All that had mattered to her was that they ended it. They had their arsonist, with enough of a confession to make the charges stick. And then the gun had appeared. Jane had been prepared to take the shot. She had the angle, and she had kept the adrenaline manageable enough to focus. Because this mattered, more than any other take down. Because her best friend was on the line.

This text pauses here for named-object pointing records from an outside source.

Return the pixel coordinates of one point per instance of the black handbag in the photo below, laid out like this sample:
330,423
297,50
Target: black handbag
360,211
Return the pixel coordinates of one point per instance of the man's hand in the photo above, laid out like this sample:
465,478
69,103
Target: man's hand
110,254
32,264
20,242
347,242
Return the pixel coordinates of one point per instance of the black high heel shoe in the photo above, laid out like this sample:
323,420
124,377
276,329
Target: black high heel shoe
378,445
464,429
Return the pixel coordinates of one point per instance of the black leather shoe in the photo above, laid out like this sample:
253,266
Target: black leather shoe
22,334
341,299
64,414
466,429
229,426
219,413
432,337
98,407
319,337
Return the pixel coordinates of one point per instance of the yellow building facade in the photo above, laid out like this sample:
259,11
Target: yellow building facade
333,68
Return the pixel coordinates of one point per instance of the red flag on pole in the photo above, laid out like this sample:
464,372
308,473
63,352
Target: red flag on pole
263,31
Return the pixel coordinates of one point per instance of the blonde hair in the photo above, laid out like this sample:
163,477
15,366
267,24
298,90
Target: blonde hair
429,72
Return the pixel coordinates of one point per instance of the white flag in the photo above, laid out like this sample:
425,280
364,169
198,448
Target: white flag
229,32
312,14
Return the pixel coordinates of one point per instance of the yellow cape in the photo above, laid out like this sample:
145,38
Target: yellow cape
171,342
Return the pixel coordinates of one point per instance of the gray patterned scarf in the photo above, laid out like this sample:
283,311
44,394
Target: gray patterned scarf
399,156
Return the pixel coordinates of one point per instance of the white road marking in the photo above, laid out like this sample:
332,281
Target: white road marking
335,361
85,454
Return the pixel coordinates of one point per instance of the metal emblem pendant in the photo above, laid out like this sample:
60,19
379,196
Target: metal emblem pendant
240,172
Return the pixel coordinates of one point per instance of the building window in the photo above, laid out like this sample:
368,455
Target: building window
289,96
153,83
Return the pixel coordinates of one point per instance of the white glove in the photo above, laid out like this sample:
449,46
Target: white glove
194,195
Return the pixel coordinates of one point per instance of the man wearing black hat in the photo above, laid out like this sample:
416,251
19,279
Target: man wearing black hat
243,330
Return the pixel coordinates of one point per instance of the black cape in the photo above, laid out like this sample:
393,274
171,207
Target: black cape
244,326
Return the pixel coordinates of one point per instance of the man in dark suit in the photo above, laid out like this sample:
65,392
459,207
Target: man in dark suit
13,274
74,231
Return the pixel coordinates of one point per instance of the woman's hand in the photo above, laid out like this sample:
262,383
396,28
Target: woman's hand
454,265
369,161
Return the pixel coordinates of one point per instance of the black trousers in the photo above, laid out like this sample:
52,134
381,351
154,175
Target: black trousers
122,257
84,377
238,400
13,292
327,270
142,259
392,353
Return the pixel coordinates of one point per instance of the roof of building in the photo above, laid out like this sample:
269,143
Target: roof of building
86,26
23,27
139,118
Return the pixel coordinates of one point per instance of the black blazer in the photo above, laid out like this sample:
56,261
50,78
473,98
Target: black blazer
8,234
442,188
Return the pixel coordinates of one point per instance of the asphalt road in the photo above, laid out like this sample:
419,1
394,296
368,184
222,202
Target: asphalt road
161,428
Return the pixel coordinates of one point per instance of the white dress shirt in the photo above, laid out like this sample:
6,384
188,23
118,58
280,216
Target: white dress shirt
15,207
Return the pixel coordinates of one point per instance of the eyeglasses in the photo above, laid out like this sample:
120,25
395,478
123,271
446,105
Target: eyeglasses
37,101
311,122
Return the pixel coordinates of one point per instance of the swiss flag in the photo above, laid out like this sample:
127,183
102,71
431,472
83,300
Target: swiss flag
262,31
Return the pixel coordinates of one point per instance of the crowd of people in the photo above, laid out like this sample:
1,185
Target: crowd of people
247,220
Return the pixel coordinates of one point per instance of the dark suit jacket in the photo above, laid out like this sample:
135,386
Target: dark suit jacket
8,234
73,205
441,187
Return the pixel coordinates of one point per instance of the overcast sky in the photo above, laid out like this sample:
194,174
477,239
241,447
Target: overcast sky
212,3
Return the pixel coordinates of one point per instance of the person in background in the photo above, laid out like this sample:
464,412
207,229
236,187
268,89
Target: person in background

_The entire building still reeked of smoke, little eddies of soot and charred God-only-knew-what were wafting at the slightest breeze. She felt confident- this was going to be okay. No, it shouldn't be Maura out there, seemingly alone, but they had back up. Good back up._

_To her left, movement caught her eye, and she almost blew their cover right then and there. She almost sent a round through Agent Dean. He was definitely Agent Dean right now, and the only thing she can think to ask is 'did you follow me?'_

_Dean denied it, and she pushed it aside. There would be time to be pissed later. Once Maura was okay._

_She peeked through the debris, carefully shifting so as not to make noise or give them away. Her finger curled around the trigger of her gun, and she was a few pounds of pressure from squeezing when the first shot rang out. Her honed senses caught the movement above, and she cursed inwardly that she had missed the catwalk. Some instinct kept her from firing immediately upward, and she was shocked to realize who had fired. Doyle._

Jane, Korsak, Frankie, Frost and Maura had spent the time talking this out. They worked contingency plans, and they all agreed this wasn't going beyond their tight knit group. There would be no mention to anyone else, in the department or otherwise, because no one was willing to risk word getting out, especially if word got around to the fire station before they closed this.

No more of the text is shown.